Moreover, because we are incorporated in Delaware, we are governed by the provisions of Section 203 of the Delaware General Corporation Law ("DGCL"), which prohibits a person who owns in excess of 15% of our outstanding voting stock from merging or combining with us for a period of three years after the date of the transaction in which the person acquired in excess of 15% of our outstanding voting stock, unless the merger or combination is approved in a prescribed manner.
Our ability to use our net operating loss carryforwards and certain other tax attributes may be limited.
As of December 31, 2020, we had United States federal net operating loss ("NOL") carryforwards of $194.1 million, state NOL carryforwards of $134.4 million and United States federal and state research and development credit ("R&D credit") carryforwards of $2.3 million and $0.9 million, respectively. $118.9 million of the United States federal NOL carryforwards and $134.4 million of the state NOL carryforwards expire beginning 2030 through 2040. $75.2 million of the United States federal NOL carryforwards will be carried forward indefinitely. The United States federal and state R&D credit carryforwards expire at various dates beginning in 2027 through 2040, if not utilized. Utilization of these NOL and R&D credit carryforwards may be subject to a substantial limitation under Sections 382 and 383 of the Code and comparable provisions of state, local and foreign tax laws due to changes in ownership of our company that have occurred previously or that could occur in the future.

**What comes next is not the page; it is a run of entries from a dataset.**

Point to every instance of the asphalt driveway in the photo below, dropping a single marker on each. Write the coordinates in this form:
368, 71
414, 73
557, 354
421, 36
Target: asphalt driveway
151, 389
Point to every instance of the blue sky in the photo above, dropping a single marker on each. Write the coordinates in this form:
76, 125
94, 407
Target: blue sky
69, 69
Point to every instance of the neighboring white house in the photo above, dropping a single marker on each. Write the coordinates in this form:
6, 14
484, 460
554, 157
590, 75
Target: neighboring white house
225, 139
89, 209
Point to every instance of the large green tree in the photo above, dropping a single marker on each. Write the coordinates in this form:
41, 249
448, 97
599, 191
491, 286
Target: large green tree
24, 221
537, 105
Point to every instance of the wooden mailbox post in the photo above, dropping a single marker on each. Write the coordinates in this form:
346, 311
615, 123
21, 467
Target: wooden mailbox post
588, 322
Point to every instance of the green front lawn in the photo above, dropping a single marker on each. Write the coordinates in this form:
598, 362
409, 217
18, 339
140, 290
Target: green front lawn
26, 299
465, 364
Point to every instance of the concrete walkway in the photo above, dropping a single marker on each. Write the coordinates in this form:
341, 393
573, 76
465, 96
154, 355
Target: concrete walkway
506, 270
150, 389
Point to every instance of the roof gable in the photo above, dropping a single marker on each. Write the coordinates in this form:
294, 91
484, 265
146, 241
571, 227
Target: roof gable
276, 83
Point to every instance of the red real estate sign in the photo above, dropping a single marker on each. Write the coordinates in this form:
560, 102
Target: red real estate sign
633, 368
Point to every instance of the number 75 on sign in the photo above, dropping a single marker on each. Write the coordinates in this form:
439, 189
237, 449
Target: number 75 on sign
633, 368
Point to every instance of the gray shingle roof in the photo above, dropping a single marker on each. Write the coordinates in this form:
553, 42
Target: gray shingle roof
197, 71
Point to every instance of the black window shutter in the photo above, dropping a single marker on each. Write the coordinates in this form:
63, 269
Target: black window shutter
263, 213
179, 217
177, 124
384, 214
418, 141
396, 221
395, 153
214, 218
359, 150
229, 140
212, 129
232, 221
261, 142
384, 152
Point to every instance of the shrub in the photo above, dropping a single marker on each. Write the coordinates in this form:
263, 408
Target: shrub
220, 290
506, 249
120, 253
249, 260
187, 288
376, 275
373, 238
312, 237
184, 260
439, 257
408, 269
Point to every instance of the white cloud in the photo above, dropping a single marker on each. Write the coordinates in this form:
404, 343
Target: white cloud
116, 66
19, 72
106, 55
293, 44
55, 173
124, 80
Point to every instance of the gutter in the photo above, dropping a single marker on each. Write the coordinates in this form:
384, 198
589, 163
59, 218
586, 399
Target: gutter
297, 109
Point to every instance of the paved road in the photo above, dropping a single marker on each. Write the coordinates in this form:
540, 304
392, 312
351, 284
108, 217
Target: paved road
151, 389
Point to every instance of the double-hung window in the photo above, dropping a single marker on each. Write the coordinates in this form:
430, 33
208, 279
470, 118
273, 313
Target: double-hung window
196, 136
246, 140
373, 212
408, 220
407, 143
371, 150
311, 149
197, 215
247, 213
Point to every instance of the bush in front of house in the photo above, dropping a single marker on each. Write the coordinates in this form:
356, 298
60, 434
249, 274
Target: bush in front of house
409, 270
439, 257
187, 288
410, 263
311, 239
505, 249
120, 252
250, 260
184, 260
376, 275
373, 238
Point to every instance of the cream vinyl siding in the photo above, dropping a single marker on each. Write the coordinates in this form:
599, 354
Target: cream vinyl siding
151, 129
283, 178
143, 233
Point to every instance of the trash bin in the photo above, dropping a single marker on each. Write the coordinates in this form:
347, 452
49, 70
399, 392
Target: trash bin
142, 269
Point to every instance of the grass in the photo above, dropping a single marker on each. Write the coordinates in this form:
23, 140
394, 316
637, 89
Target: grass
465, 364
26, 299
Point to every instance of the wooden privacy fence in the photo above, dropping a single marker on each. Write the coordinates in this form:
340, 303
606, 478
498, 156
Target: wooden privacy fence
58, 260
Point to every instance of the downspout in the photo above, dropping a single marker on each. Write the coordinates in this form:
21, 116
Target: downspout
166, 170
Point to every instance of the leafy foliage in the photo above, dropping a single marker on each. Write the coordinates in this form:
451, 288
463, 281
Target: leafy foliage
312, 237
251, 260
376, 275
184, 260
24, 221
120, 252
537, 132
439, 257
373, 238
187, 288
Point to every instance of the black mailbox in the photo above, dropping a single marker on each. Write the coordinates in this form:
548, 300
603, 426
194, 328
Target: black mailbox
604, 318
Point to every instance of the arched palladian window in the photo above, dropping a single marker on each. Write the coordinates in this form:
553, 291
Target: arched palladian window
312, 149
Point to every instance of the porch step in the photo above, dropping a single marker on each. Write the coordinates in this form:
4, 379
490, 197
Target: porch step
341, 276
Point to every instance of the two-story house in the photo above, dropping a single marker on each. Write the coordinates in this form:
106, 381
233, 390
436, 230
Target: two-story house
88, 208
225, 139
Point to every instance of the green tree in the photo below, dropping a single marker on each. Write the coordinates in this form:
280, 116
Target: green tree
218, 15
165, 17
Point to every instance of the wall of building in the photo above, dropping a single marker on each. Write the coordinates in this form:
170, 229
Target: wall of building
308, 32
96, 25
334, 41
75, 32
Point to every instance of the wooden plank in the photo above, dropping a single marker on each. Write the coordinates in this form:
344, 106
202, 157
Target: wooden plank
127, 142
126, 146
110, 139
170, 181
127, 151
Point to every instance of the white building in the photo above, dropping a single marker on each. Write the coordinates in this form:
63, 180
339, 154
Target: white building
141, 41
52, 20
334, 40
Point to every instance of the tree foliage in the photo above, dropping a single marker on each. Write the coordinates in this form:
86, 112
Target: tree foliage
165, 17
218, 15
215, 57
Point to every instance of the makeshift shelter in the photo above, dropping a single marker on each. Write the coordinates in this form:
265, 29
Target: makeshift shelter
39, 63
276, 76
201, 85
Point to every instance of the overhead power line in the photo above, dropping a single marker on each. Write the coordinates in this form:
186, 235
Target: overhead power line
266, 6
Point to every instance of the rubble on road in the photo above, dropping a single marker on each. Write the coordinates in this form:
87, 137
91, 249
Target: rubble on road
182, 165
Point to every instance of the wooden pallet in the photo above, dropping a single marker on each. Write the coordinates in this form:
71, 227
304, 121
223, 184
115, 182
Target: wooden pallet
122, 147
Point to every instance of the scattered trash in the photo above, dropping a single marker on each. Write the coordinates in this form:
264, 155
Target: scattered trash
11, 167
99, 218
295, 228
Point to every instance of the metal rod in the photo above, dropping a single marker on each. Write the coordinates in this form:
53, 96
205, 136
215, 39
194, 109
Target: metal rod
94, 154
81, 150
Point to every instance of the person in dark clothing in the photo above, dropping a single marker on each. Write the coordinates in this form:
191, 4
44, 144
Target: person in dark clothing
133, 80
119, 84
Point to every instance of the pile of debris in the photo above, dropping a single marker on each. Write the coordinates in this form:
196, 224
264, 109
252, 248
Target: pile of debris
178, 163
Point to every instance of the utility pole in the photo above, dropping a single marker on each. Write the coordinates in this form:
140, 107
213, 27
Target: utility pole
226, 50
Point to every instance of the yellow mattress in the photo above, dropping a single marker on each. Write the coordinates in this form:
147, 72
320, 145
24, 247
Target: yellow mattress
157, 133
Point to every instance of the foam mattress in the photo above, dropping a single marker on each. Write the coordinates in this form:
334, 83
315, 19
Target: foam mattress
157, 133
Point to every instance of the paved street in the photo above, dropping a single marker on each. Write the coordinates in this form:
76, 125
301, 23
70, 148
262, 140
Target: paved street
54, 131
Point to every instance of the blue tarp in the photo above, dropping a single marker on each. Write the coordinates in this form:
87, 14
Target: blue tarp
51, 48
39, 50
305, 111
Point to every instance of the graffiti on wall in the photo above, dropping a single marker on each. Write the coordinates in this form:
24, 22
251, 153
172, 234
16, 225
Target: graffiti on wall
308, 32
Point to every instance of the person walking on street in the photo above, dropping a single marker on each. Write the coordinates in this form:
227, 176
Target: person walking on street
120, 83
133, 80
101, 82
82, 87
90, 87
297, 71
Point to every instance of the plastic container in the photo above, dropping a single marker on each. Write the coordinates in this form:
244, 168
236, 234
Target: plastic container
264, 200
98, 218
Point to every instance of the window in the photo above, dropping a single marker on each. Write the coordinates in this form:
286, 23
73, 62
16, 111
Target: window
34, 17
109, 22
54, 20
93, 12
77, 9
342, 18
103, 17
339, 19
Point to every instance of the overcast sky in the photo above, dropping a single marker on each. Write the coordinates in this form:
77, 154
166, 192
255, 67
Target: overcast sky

Under Section 382 of the Code and comparable provisions of state, local and foreign tax laws, if a corporation undergoes an “ownership change,” generally defined as a greater than 50% change by value in its equity ownership over a three year period,
the corporation’s ability to use its pre-change NOL carryforwards and other pre-change tax attributes, such as research and development tax credits, to reduce its post-change income may be limited. We have determined that it is more likely than not that our NOL and R&D credit carryforward amounts disclosed are subject to a material limitation under Section 382. We may also experience ownership changes in the future as a result of subsequent shifts in our stock ownership. As a result, if we generate taxable income, our ability to use our pre-change NOL and R&D credit carryforwards to reduce United States federal and state taxable income may be subject to limitations, which could result in increased future tax liability to us.